Voyons ce qu’il en est. Les élections italiennes, comme nous l’avons expliqué dans un article récent de La Sociale ont exprimé une vague de révolte contre l’Union Européenne, contre la politique d’austérité menée par le gouvernement du PD, contre les mesures anti-ouvrières comme le « Job Act » de Renzi et contre la mise en pièces du système des retraites. Voilà le sens du vote de la majorité du peuple italien et notamment de ses couches les plus pauvres. Les « forts relents » qui incommodent les narines du chef de LFI sont ceux du « dégagisme », qu’il met ordinairement à toutes les sauces mais qui est parfaitement bienvenu ici : les principaux partis de la classe dominante, le PD (« centre gauche ») et Forza Italia de Berlusconi sont défaits. Voilà l’essentiel ! D’ailleurs, eux, l’ont bien compris. Renzi et Berlusconi sont prêts à s’allier pour mener la vie dure à la nouvelle alliance que la presse qualifie, méprisante, de « populiste ».

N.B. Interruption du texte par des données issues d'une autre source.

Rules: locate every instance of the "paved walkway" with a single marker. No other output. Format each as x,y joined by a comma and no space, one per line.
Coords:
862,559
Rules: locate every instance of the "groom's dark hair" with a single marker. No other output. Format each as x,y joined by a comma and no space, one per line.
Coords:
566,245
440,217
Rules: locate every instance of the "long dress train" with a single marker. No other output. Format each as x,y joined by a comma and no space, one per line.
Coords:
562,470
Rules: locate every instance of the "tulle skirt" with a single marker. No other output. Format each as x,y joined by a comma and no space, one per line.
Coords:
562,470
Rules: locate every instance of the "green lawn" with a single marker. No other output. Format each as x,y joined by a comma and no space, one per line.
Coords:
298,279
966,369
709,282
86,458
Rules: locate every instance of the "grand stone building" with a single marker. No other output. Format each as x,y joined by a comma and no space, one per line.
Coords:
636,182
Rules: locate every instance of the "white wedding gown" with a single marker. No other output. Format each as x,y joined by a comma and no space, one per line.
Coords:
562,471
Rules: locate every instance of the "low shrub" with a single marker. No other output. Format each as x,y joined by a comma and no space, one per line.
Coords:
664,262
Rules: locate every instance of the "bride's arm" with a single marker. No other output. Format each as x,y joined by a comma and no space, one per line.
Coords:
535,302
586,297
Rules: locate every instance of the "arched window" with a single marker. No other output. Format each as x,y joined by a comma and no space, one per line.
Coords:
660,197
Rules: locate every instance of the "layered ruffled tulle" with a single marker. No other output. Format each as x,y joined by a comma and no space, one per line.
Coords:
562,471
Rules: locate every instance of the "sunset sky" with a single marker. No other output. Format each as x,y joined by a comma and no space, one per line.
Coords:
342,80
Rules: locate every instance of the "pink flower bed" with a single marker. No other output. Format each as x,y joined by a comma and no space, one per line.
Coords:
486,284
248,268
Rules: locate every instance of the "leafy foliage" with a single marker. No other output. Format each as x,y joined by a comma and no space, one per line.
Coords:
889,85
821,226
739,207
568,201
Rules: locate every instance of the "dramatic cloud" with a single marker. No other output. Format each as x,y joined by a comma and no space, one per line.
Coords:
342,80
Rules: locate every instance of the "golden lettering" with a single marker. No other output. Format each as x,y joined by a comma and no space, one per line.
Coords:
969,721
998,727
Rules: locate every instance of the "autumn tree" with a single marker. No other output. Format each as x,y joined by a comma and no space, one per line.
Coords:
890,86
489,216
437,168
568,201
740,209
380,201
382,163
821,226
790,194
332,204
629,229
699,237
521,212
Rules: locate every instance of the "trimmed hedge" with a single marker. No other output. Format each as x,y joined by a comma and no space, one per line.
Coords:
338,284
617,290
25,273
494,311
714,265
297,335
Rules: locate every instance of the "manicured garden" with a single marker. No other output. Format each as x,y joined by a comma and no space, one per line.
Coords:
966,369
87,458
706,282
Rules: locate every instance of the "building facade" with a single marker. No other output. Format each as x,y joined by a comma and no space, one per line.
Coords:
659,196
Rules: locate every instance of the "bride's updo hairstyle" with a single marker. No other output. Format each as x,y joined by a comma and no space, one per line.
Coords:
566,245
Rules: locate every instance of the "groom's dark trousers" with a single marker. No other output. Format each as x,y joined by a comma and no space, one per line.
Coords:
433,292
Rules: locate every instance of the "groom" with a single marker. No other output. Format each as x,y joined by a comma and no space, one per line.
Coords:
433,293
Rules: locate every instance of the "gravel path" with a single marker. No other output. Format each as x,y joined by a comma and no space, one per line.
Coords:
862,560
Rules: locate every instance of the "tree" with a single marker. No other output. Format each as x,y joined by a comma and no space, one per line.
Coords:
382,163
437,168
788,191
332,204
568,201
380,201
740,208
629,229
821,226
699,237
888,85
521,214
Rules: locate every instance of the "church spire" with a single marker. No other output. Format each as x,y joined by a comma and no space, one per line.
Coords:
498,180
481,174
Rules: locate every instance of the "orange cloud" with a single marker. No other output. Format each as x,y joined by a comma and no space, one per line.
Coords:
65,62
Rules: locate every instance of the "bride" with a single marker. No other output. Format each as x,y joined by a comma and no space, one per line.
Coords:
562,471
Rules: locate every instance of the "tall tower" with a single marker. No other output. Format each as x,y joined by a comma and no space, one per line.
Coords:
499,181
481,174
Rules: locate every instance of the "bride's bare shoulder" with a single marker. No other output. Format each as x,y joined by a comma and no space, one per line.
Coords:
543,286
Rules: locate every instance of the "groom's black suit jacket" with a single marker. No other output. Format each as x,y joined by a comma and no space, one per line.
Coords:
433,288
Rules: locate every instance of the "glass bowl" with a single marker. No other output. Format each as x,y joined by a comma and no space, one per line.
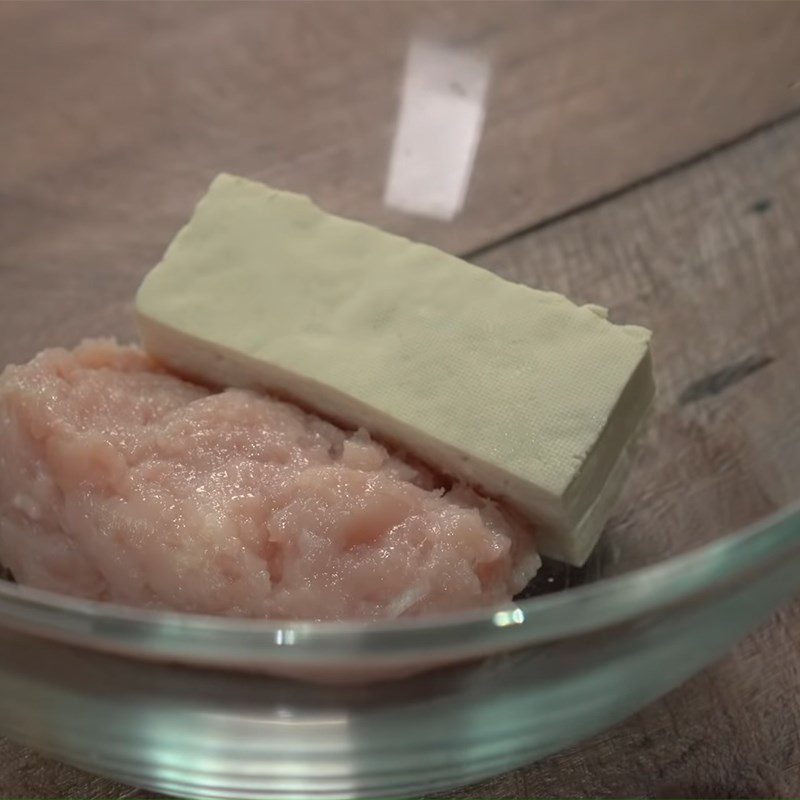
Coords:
208,707
555,131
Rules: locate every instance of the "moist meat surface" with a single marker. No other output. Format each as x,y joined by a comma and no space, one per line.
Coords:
122,482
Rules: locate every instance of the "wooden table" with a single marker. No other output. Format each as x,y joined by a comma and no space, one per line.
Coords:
642,156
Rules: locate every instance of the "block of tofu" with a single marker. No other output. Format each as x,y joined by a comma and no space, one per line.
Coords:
518,392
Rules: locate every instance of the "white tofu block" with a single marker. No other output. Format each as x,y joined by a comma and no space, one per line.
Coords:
519,392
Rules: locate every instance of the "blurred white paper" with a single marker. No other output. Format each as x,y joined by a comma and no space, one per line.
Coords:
442,109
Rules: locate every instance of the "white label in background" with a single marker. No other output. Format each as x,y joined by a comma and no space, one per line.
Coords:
438,129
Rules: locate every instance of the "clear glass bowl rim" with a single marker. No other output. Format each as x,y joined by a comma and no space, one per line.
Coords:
735,558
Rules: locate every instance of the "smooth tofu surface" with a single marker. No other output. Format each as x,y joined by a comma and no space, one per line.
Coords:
518,391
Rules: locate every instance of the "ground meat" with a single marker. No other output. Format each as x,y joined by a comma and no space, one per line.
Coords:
122,482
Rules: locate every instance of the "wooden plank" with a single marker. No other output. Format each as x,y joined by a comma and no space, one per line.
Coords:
708,257
115,116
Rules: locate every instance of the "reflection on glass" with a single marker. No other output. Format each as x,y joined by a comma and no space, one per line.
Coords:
438,129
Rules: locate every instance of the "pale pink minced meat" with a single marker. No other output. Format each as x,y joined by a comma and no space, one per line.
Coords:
121,482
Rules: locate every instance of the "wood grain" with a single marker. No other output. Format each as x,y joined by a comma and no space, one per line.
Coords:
707,256
115,116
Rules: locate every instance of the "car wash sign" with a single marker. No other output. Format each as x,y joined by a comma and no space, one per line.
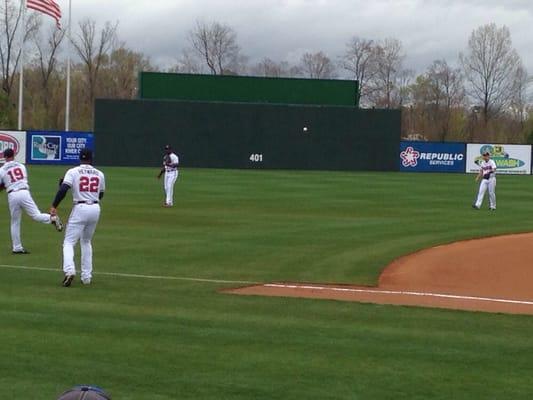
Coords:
432,157
509,158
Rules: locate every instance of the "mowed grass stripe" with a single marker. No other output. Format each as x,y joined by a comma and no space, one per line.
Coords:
135,276
146,339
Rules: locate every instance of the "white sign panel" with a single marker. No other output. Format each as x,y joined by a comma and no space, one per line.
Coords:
13,140
509,158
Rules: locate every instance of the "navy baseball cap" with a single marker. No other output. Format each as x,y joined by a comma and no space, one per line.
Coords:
86,155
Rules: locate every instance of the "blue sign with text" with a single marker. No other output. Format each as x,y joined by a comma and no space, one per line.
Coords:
57,148
432,157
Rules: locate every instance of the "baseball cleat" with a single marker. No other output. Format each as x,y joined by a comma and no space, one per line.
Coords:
67,280
23,251
56,221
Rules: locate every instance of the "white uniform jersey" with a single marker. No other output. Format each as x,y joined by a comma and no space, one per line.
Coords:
86,182
488,168
14,176
174,160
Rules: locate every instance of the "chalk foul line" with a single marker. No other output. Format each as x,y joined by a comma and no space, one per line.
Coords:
400,293
136,276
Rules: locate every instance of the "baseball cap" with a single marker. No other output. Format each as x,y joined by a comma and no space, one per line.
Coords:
8,153
86,155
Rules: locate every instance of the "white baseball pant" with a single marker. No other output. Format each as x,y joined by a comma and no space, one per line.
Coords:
490,185
80,227
170,181
18,201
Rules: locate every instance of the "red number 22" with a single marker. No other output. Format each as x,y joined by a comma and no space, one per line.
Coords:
89,184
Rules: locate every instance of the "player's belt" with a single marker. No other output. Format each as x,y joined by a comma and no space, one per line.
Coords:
16,190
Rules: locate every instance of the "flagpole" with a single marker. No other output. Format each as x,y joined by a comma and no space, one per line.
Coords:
69,50
21,74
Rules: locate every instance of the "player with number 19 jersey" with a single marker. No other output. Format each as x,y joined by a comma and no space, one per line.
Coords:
14,179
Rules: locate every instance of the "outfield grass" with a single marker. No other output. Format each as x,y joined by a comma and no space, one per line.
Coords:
161,339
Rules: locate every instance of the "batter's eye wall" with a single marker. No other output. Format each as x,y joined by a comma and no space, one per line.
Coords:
248,89
228,135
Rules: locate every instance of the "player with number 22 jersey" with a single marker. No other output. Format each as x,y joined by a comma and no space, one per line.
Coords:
88,186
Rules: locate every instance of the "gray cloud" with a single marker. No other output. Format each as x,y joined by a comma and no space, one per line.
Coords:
285,29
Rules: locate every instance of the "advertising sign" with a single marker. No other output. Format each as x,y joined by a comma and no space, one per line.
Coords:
59,148
13,140
510,159
432,157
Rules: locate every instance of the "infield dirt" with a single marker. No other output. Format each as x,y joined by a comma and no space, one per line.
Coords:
492,275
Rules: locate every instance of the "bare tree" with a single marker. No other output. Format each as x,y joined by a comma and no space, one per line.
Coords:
93,48
389,67
216,45
119,76
47,62
446,93
10,49
491,64
520,99
317,66
269,68
187,64
361,62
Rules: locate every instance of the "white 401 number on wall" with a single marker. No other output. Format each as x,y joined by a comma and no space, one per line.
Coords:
256,158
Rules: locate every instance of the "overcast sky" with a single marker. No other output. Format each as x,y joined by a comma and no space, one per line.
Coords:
285,29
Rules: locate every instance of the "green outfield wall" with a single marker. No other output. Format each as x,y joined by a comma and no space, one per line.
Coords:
228,135
244,89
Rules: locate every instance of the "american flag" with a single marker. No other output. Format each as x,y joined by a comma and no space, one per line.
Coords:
48,7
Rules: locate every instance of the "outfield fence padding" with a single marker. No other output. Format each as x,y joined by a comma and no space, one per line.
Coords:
232,135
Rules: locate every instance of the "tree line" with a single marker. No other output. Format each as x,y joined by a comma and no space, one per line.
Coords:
484,97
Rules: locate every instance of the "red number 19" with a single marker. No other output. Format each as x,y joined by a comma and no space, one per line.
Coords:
89,184
15,174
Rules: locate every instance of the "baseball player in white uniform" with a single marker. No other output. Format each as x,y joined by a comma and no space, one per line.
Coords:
14,179
170,169
487,174
88,186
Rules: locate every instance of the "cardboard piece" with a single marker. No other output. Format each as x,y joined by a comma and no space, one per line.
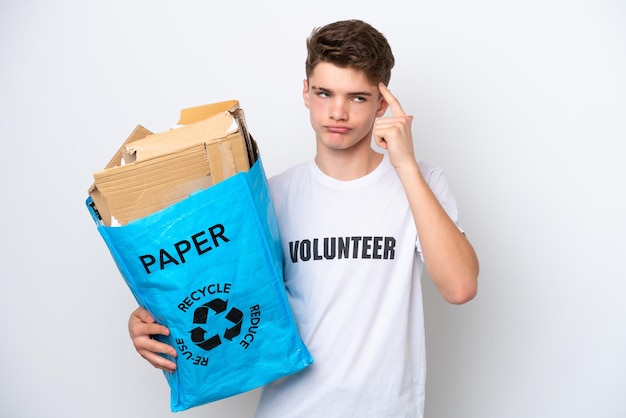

Chose importante : le « centre droit » a explosé et Salvini, le chef de la Lega, a engagé des négociations avec Di Maio du M5S. Et cela débouche sur un programme de gouvernement qui réclame la renégociation des traités européens, l’annulation de la réforme des retraites, le desserrement de la discipline maastrichtienne, et toute une série de mesures de relance pour améliorer le niveau de vie des Italiens. Bien que ce ne soit pas dans le programme on parle même, ô horreur, de nationaliser la compagnie aérienne Alitalia en difficultés sérieuses.
Certes, la fin de la progressivité de l’impôt sur le revenu réclamée par Salvini est une fort mauvaise idée, contradictoire avec l’inspiration keynésienne générale du programme de gouvernement. La restriction de l’immigration et l’expulsion des clandestins est sans doute discutable, mais les donneurs de leçons français devraient se mettre un peu à la place des Italiens qui accueillent les réfugiés que la police française empêche vigoureusement de passer la frontière. On doit aussi savoir que dans certaines régions, notamment en Campanie, se sont installées de nouvelles mafias, nigérianes par exemple, qui colonisent complètement certaines villes, choses que l’on ignore complètement si on ne lit que la presse « bobo » et fréquente uniquement les belles âmes… Salvini a d’ailleurs modéré ses propos sur l’immigration déclarant qu’il voulait expulser les voyous (ce qui est assez normal !) mais souhaitant « bienvenue aux braves gens ».
Bref, un gouvernement critiquable, mais en rien fasciste ! Les « hordes leghistes » ne déferlent pas pour détruire les locaux syndicaux. Normal : voilà déjà un moment que bien des militants syndicaux sont passés à la Lega délaissant ce parti monstrueux qu’est le PD. Quand le président italien Mattarella (PD, démocrate-chrétien) fait de l’obstruction à la nomination du nouveau gouvernement, quand il s’oppose à la nomination à l’économie de Savona, notoire opposant à l’euro, c’est lui qui met la démocratie en danger, et non Salvini ou Di Maio.
La principale crainte concernant la coalition M5S/Lega, ce n’est pas qu’elle applique son programme mais bien qu’elle ne l’applique pas pour complaire à la caste. On peut aussi lui reprocher quelques contradictions et quelques inconséquences, mais sûrement pas d’en faire l’ennemi principal. Il serait temps, grandement temps d’en finir avec les réflexes conditionnés de la gauche qui préfère un riche bourgeois européiste libéral à un « populiste » un peu rugueux.